Batı kafasındaki Müslüman prototipi
Algılamamız başka insanlar hakkındaki yargı ve önyargılarımızı oluşturur. Algılarımızı da aile değerlerimiz, yetiştiğimiz çevre kadar medya da belirler. Medyanın biçimlediği değer yargılarına göre, bizden farklı insan gruplarından hoşlanır veya nefret ederiz. Soğuk Savaş döneminde Batı medyasının en önemli görevi bir komünist prototipi oluşturmaktı. Hatırlayın, Türkiye'deki yaygın inanışa göre, Rusya'da bir erkek dilediği eve girip şapkasını askıya asınca (Nedense komünistlerin şapka taktığı düşünülürdü) o evdeki kadınla canının istediği gibi birlikte olabilirdi. Ayrıca komünist; sert, iriyarı, kaba, insan hayatına hiç değer vermeyen bir varlık olarak çizilirdi. Dönem değişti, komünist ortadan yok oldu. Şimdi yeni düşman müslüman. İngiliz The Guardian'ın dünkü manşeti, polis teşkilatının tartışmalara yol açan bir raporuyla ilgiliydi. Rapor, müslüman polislerin, özellikle de Pakistanlılar'ın beyazlara göre daha fazla rüşvet aldığını ileri sürüyor ve bunu da bakmakla yükümlü oldukları geniş aile yapısına bağlıyordu. Müslüman gruplar, raporun ırkçı ve ayrımcı olduğunu vurgulayarak protestoda bulunmuşlardı. Hürriyet'in diğer Batılı kaynaklarda rastlayamadığım haberine göre ise, Zarkavi'yi müslüman Arap gibi kokmak için özel ter losyonu süren Dokunulmazlar grubu yakalamıştı.

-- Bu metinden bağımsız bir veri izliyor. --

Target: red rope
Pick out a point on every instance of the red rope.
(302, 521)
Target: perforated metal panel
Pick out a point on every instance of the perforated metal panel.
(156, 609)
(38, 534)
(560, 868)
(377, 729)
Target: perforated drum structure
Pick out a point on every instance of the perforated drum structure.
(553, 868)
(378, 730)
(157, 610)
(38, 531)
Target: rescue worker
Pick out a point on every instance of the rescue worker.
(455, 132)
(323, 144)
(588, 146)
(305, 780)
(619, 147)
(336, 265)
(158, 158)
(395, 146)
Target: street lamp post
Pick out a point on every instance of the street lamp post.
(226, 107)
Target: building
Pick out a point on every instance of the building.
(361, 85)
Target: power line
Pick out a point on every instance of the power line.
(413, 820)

Bugün Amerika'da Oklahoma bombacısını kimse hatırlamıyor. Oysa, o da köktendinci bir eylemdi ve 11 Eylül öncesi Amerika'da girişilmiş en büyük terör saldırısıydı. Ama artık o eylemi kimse anmıyor bile. Çünkü o eylem yaratılmak istenilen ortak düşman imajıyla bağlantılı değil. Bugün hedef "müslüman terörist" kavramını kafalara iyice yerleştirmek. Sonuçta da müslüman deyince sokaktaki insanın aklına belinde bombalar sarılı, ter kokan, rüşvet alan bir insan imajı geliveriyor. Oysa Nobel Ödüllü Amartya Sen'in "Kimlik ve Şiddet" isimli kitabında vurguladığı gibi, bir insanın birden çok kimliği vardır. Üstelik bu kimliklerden birinin öne çıkarılması diğer kimliklerini ortadan kaldırmaz. Hepimiz bu veya şu şekilde bir çok farklı gruba dahilizdir. Bu kollektif gruplardan her biri, kişiye farklı bir kimlik özelliği verir. Ama bu sizin kendi kimliğinizi seçme özgürlüğünüzle ilgilidir. Başkalarının gözünde kendi kimliğinizi seçme özgürlüğünüz son derece sınırlıdır. Onlar, sizi belirli bir şablon içinde görmeye alışmış veya şartlanmışsa, bu algılamayı değiştirme şansınız çok fazla değildir. Bu nedenle, bugün Batı medyası bir din bağlamında tek bir prototip insan çizme eyleminin önemli bir parçasıdır. Sanki müslüman olmak insanın diğer bütün kimlik bağlantılarını, değer yargılarını yok edermiş gibi ele alınmakta ve ortaya birbiriyle bir arada bulunamayacak uygarlık veya inanç gruplarının çıktığı ileri sürülmekte. Çünkü, dünya egemenliği "öteki" olmadan kurulamaz. Bugünün dünyasında öteki de ter kokan, rüşvet alan, beline bomba bağlayıp insanları öldüren müslüman. Çünkü 24 dizisiyle, şehir dedikodularıyla, haber ve yorumlarla kafalara kazınan müslüman bu.